# Goat feeder???



## milk and honey (Oct 31, 2010)

I guess I spent all day last week building a pig feeder?


----------



## rhodalee (Feb 11, 2013)

He's a cute little piggy


----------



## mmiller (Apr 3, 2012)

Maybe he thinks hes a goat lol! What breed is he?


----------



## milk and honey (Oct 31, 2010)

He's an American Guinea Hog...heritage breed. He's about 130 lbs and he's my breeding boar, proud daddy of my 5 little ones! (Not the large one on the end)


----------



## mmiller (Apr 3, 2012)

I thought that's what he was. I have really be considering raising pigs again an have been looking at this breed. How do you like this breed? Pros an cons?


----------



## milk and honey (Oct 31, 2010)

I can't say enough good about these pigs! They are super friendly, love to be scratched...my boar loves to put his head in my lap and get attention...they do really well on pasture, although I feed them some all-stock and left-overs and goat milk.
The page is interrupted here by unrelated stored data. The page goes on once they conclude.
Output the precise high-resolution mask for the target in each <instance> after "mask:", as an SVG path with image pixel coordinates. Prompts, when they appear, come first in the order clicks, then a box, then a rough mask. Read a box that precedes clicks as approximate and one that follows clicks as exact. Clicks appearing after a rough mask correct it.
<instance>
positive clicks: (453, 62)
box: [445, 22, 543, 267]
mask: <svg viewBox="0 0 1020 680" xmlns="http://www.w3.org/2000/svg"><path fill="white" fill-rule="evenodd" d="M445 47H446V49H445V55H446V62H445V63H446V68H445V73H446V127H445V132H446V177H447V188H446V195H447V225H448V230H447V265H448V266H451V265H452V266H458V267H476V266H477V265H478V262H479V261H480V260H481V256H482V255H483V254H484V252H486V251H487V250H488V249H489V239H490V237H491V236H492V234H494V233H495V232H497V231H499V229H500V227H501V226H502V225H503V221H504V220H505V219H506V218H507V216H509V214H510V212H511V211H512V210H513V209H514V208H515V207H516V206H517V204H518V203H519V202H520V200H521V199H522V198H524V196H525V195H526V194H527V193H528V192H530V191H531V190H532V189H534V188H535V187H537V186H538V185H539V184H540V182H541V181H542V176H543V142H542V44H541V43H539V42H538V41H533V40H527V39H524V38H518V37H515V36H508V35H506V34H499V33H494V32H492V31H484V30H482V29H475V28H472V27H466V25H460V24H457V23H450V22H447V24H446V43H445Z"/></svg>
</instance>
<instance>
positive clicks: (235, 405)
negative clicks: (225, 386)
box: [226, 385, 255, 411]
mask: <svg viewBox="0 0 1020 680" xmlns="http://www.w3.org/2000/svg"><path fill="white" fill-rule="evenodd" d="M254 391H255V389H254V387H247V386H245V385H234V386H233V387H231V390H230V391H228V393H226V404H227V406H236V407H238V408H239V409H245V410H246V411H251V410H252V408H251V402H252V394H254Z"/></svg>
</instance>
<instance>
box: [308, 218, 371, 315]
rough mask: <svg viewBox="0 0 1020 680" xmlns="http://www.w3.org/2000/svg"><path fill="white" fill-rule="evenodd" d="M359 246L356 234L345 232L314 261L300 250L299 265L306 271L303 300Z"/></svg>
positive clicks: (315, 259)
Just don't get hands too close to mouths when it's feeding time...they are PIGS!!!


----------



## nchen7 (Feb 25, 2013)

he's so cute!!!!

question.....we are thinking of maybe getting pigs one day. do they really smell as bad as ppl say they do? there are pig farms around the island, but they kind of just pen them up and leave them there...smell is foul!


----------



## Texaslass (May 15, 2013)

My grandad had a pig farm; man, was it stinky!! I have no idea what his methods were, we would only visit occasionally, and really didn't visit the pigs, lol. But it was an awful smell, you could smell it before you got to their farm, and I used to hold my nose getting out of the car, the smell would slap you in the face like I don't know what- it was bad! :lol: course he had something like 300, I think.


----------



## J.O.Y. Farm (Jan 10, 2012)

How cute! Lol!


Do you have any good pics of your feeder? It looks nice!


----------



## milk and honey (Oct 31, 2010)

Pigs don't smell bad! In fact, I like their smell...but mine are on and eating pasture. That makes a HUGE difference. I try to keep the area that they "use" fairly clean..they choose a specific area to poop.. As long as they don't eat too much grain, the poop isn't very stinky. My neighbor picked up a baby pig and said "he smells just like maple syrup!" The birthing was way cleaner than my goats too! 

My feeder plan was from Premier One, the electric fencing site. You can download the PDF plans for free! And it was easy to follow. I just used a hog panel instead of the one they sell...


----------



## Texaslass (May 15, 2013)

I really don't know ANYTHING at all about pigs, but I sure know that my grandad's farm smelled awful!  not trying to make anyone think the wrong thing.


----------



## milk and honey (Oct 31, 2010)

I bet it did! My uncle (in Norway) also kept pigs..in a part of the barn, in muck and never outside! Most of the pigs in the US are raised in pens and pretty filthy. And what an animal eats can make poo smell pretty bad (like dogs..) I've been a pig owner for a year now, and I've been impressed with them!


----------